The Sign
Sometimes the ‘sign’ comes in a headline

Some men look for a sign when they’re thinking of a vocation to the priesthood. For Kurt Gunwall, who will be ordained this May for the Diocese of Fargo, N.D., God got His point across on the front page of the diocesan newspaper.
Well, maybe it wasn’t that simple. But an erroneous headline certainly nudged the lanky Minnesotan from life as a permanent deacon to the priesthood.
Gunwall, 41, grew up the eldest of five children in Wadena, a farming hub about 83 miles east of Fargo. As a teenager, he says, he experienced the common identity crises that a lot of teens go through: “Who am I? Why am I Catholic? And what does that mean, anyhow?”
Coming from a small town, he adds, he didn’t have the benefit of “an active or consistent youth program.” He attended a few Search retreats in high school, which focus on building community and small group sharing, “and came back very strongly to the faith” in college. But he worried that he didn’t have a strong enough grounding in what it means to be Catholic.
He began volunteering in youth ministry. “I saw the need and desire that kids have for a faith community and for some assurances, some certainties in life.” He was studying at the Milwaukee School of Engineering, a discipline that appealed to his logical and methodical side. It gave him answers.
It did not satisfy what he wanted to be doing, however. Energized by his volunteer work, he transferred to Minnesota State University-Moorhead near Fargo to get an education degree because “I knew I wanted to work with students.”
He was working part-time at the Diocese of Fargo’s Office of Catechesis, Evangelization and Youth when a friend suggested that he enroll at Cardinal Muench Seminary to see if he might have a vocation to the priesthood.
Gunwall stayed for one year, then for one more in its Vianney resident program, which allows young men who are still discerning to live in community. Still seeking, still questioning. Still, no sign.
“I didn’t feel a strong call at the time,” Gunwall admits. When a full-time position opened up in the youth office, Gunwall didn’t expect that he would be hired for it. But, to his surprise and delight, then-Bishop James Sullivan took him on. “I think Bishop did that to keep an eye on me,” Gunwall now chuckles. “I think he was pretty sure I had a vocation.”
God takes over
The thoughtful young man also began studying for the permanent diaconate, and that’s when God took over, as it were, as a typesetter.

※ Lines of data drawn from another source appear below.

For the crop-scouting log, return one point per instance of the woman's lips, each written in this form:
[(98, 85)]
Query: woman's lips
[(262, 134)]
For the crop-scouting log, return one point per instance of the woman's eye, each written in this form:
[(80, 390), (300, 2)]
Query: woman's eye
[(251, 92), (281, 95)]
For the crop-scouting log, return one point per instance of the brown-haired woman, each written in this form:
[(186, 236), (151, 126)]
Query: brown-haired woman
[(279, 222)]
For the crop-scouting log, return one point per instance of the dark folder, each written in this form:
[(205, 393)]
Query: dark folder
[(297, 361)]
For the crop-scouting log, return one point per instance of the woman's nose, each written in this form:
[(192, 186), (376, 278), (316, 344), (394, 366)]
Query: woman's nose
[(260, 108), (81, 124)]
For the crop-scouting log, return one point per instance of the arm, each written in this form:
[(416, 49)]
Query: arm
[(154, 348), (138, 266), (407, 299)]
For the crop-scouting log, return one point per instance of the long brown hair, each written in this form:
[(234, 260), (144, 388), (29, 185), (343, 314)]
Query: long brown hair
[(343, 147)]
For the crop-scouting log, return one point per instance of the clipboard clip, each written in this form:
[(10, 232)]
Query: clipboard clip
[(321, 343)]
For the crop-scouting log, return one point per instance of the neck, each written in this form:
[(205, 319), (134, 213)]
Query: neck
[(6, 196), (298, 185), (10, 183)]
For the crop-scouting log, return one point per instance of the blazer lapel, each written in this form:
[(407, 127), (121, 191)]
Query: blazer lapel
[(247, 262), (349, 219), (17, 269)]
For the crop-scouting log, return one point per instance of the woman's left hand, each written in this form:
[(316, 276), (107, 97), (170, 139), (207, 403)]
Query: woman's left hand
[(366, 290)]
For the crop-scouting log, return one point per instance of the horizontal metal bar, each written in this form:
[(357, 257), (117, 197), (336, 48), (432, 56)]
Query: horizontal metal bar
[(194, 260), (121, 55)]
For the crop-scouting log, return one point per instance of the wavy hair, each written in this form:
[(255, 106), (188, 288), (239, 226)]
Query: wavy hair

After Gunwall’s candidacy rite, the diocesan paper ran his photograph under the headline “On the road to the priesthood” instead of the diaconate.
“All these people were calling to tell me, ‘We’re so glad you’re becoming a priest!’” Gunwall laughs. “I just kept telling them it was a mistake!”
But something clicked. “I started asking my spiritual director, my family and friends to pray for me — that if God were trying to make things that clear, that He would —- it would be unmistakable.”
That was during Lent in 2004, and when Easter arrived, Gunwall’s spiritual director asked him the $64,000 question, “Is there any reason that you couldn’t or wouldn’t be a priest?”
“As soon as he asked the question,” recalls Gunwall, “I thought, ‘There’s no reason at all.’”
Subtle nudging
“Nothing had changed, but the question itself opened my eyes and my heart to what He was calling me to do,” Gunwall says. Unlike St. Paul, he wasn’t knocked off a horse. “It was very subtle with me. Everything else was the steps and the stages and the places He had me be at certain times in my life
to prepare me.”
“Most everybody did in fact think Kurt was called to the priesthood,” says Father Paul Duchschere, the diocese’s vocation director, “and he was one of the last ones to see it for himself.
“I knew then he had made the right choice in a complete way,” adds Father Duchschere. “Kurt was always called to a vocation in Holy Orders, “but it took him, in the Lord God’s providential time, a while to really see which of the orders it was!”
Now wrapping up his final year of studies at St. John Vianney Seminary in Denver, Gunwall has used his own experience “to help other guys who are struggling with discernment. I just say, ‘Pray about it, and be sure. Even if it’s over a period of years, as it was with me, He’ll make it clear to you.’”
Gunwall is finishing his thesis, which deals with the importance of youth ministry in helping young people find their way.
And when he is ordained May 24 at St. Mary Cathedral in Fargo, Gunwall will finally be able to say, “Yes, this is where I belong.”